Em 2010, ano em que publicou Room, editado em Portugal um ano depois com o título O Quarto de Jack (Porto Editora), a escritora irlandesa Emma Donoghue (Dublin, 1969) conseguiu o aplauso de leitores e crítica. O romance seria um best-seller, venceu o Orange Prize e foi finalista do Man Booker. Seis anos depois, o livro chega ao cinema adaptado pela própria Emma Donoghue, num filme realizado por Lenny Abrahamson que partilha a perspectiva do original, ou seja, a história constrói-se a partir da voz e dos olhos de uma criança de cinco anos que, pouco depois do início da história, se percebe viver como prisioneiro e ter nascido de uma violação. O filme não reúne o mesmo consenso do livro mas conseguiu a nomeação para quatro Óscares em categorias principais: melhor filme, melhor realizador, melhor actriz principal e melhor argumento adaptado naquela que foi a estreia de Donoghue na escrita para cinema. “Esperávamos [a nomeação] para melhor actriz. As outras três foram absolutamente surpreendentes”, confessou a escritora ao Ípsilon, dois dias após saber das nomeações.

Não há muitos casos em que o autor do romance seja o escolhido para o adaptar ao cinema com este resultado. Ela fez por isso. Já vamos lá. Para já há uma ressalva. No romance, como no filme, Emma Donoghue nega que esta seja uma história de horror. O horror é antes a base para montar a relação “banal” entre uma mãe e um filho e esse é o núcleo. Uma mãe que se preocupa com a educação, a alimentação, a rotina, as horas de televisão diárias, a leitura, o exercício físico. Por isso, quando questionada sobre o peso de entrar por duas vezes num universo tão negro – romance e filme -, responde com o percurso em que a sua escrita se estruturou. “Foi um caminho desde o lado mais negro até ao mais luminoso”. Donoghue garante, desta forma – e apesar de poder “parecer cruel” -, que não houve muita angústia ao narrar a história de uma mulher e de uma criança mantidas em cativeiro num espaço exíguo, por um homem que é também raptor e violador.

No início do acto criativo, saber que ia do cativeiro para a liberdade atenuou a incursão no sórdido de uma história cujo fascínio literário está justamente no modo como ela é contada. “A grande dificuldade esteve na investigação, que incluiu não apenas casos de rapto, mas muitas formas estranhas ou negativas em que tantas crianças têm de crescer”, continuou Donoghue para princípio de uma conversa sobre como o Quarto de Jack, romance, deu origem a Quarto, filme realizado Lenny Abrahamson, que se estrou em Portugal na passada semana.

O Quarto de Jack, o livro, seria mais fácil de imaginar num palco do que no cinema.
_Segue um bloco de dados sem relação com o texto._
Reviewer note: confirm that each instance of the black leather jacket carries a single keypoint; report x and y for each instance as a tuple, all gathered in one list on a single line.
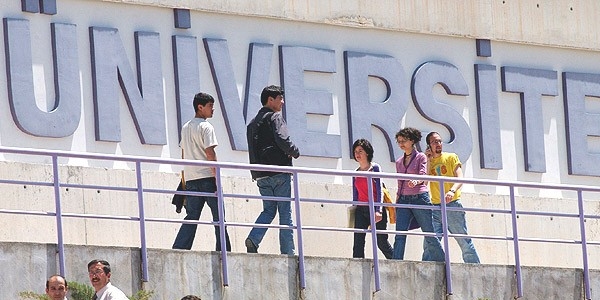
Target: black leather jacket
[(269, 142)]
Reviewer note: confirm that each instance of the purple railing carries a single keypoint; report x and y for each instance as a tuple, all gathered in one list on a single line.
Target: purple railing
[(297, 199)]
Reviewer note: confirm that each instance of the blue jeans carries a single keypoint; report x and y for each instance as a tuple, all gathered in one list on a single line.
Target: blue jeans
[(193, 209), (277, 186), (432, 248), (457, 224)]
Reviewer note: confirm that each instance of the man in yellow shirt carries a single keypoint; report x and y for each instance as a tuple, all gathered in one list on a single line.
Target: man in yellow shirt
[(448, 164)]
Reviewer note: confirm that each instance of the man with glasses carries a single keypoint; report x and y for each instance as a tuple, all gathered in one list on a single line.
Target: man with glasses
[(448, 164), (99, 271), (56, 288), (269, 144)]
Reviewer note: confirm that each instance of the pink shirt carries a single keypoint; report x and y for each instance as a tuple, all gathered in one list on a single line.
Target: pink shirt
[(417, 164)]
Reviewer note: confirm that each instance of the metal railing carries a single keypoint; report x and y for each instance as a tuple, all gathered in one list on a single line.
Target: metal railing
[(297, 199)]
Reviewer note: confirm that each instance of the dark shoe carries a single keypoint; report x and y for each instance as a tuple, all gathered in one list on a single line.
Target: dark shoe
[(250, 247)]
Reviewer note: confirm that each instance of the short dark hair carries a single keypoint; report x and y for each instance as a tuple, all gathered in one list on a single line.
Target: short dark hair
[(202, 99), (429, 136), (105, 265), (366, 145), (59, 276), (270, 91), (410, 133)]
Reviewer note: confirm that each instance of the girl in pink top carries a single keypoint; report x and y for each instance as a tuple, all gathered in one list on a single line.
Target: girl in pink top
[(414, 192), (363, 154)]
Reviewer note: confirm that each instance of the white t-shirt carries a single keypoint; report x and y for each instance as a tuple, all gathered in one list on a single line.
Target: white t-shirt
[(197, 135)]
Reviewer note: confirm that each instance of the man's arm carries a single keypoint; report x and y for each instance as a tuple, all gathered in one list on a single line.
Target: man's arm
[(457, 185), (282, 138), (212, 156)]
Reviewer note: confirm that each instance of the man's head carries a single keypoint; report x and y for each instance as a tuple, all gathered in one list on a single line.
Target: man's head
[(272, 97), (56, 287), (204, 105), (99, 272), (362, 147), (434, 142), (407, 138)]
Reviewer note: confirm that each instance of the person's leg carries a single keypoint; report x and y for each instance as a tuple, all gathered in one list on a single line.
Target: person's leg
[(382, 238), (193, 209), (283, 188), (265, 217), (361, 221), (214, 209), (432, 248), (457, 224), (403, 216)]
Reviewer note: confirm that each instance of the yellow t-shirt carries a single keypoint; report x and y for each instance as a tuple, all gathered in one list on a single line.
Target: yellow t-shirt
[(442, 166)]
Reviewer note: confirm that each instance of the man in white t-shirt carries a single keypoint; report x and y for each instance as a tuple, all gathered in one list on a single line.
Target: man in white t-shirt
[(198, 141)]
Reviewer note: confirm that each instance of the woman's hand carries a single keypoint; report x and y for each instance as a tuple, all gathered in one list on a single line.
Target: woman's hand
[(378, 216), (449, 196), (413, 183)]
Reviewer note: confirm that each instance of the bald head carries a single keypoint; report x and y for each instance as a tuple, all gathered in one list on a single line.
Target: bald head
[(56, 287)]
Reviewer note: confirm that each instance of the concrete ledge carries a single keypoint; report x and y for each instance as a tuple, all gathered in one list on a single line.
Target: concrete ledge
[(174, 273)]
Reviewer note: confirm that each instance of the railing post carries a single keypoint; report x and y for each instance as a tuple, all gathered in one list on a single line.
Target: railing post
[(513, 212), (140, 194), (373, 233), (586, 271), (59, 231), (299, 231), (221, 206)]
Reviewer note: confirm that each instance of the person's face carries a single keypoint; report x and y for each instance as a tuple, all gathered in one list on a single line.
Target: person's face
[(276, 104), (206, 111), (360, 154), (405, 144), (435, 142), (98, 278), (57, 288)]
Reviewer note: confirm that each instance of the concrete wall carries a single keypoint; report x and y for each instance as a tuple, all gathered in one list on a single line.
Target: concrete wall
[(571, 24), (263, 276)]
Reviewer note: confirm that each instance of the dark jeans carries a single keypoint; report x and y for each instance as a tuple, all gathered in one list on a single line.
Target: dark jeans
[(277, 186), (432, 248), (193, 208), (362, 221)]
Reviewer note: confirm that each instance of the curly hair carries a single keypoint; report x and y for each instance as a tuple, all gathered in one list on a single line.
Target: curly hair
[(366, 145), (410, 133)]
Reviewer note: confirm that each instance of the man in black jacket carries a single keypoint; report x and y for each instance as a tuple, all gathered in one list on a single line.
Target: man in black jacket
[(269, 143)]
Mais de metade passa-se num universo muito fechado, na intimidade de duas pessoas circunscrita a onze metros quadrados. Mãe e filho desenvolvendo entre si um código que lhes permite sobreviver em circunstâncias limite. A mulher permaneceu sete anos naquele espaço depois de ter sido raptada na rua, aos 19 anos; a criança foi concebida numa das muitas violações de que foi vítima e nasceu ali. O raptor voltava regularmente para levar mantimentos e abusar sexualmente da mulher enquanto a criança – a quem nunca foi dito que ele era o pai - fantasiava sobre um mundo que lhe chegava pela televisão e pelas histórias que a mulher - a “Mamã” - lhe contava. Até aos cinco anos, a vida da criança - Jack - foi o quarto, e a linguagem que aprendia era para nomear o que nele existia. Uma cama, um roupeiro, uma banheira, uma cobra de brincar feita de cascas de ovos, o pedaço de céu que via através de uma clarabóia. Coisas que tratava como sujeitos no seu modo solitário de socializar. Fora isso, tudo era ficção e era a ficção que lhe permitia um vocabulário muito mais extenso e complexo do que o delimitado pelos onze metros quadrados do quarto.
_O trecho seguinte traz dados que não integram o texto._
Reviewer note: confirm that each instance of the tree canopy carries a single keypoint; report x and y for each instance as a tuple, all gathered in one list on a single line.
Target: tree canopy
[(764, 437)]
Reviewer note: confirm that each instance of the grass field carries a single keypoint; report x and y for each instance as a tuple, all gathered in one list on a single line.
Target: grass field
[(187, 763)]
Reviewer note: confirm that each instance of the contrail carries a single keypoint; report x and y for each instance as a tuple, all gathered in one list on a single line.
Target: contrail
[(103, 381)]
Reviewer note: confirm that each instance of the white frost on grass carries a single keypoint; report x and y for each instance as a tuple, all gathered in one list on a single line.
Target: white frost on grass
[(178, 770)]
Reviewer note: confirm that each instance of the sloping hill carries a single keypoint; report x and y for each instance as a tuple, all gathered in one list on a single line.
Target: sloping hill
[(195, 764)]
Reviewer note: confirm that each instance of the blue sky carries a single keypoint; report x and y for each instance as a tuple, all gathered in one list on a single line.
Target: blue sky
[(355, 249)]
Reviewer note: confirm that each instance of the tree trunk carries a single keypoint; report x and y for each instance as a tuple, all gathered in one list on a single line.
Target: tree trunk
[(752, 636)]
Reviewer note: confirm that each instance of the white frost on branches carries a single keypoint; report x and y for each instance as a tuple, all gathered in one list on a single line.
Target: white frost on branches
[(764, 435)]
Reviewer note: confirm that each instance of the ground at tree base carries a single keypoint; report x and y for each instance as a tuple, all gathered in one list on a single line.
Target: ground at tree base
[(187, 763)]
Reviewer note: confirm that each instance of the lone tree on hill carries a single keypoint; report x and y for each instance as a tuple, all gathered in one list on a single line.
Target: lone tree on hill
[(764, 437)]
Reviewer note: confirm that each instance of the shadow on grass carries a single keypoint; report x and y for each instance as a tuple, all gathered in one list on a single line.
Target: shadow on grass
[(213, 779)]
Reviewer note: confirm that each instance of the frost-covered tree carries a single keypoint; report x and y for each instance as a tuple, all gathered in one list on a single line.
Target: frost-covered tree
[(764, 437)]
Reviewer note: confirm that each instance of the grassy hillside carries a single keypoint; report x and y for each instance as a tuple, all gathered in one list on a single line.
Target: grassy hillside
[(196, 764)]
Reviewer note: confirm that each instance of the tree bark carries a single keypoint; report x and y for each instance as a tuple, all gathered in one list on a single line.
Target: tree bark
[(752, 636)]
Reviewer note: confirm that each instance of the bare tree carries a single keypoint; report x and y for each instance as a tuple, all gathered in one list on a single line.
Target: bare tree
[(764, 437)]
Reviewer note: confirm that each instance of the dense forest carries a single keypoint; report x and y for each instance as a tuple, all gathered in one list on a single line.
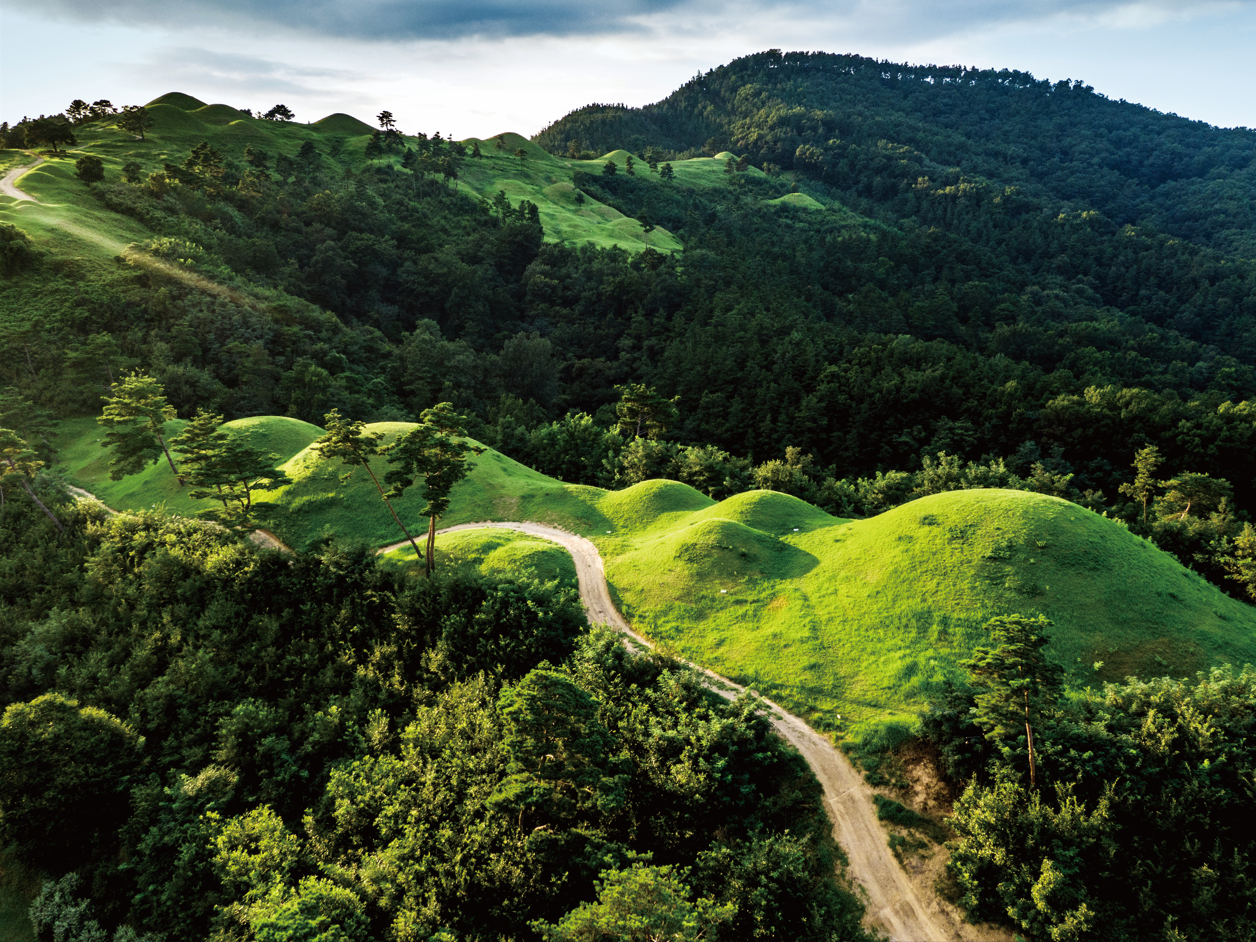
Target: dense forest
[(1015, 284), (205, 740), (979, 310)]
O Quarto de Jack foi o sétimo romance de Emma Donoghue. Para o escrever inspirou-se na história de Joseph Fritzl. Conhecido como o “monstro” de Amstetten (sul da Áustria), Fritzl prendeu a filha Elizabeth numa cave e violou-a regularmente entre 1984 e 2008. Nesses 24 anos teve com ela sete filhos. Um seria morto por ele. O caso foi descoberto em 2008 e Fritzl condenado a prisão perpétua.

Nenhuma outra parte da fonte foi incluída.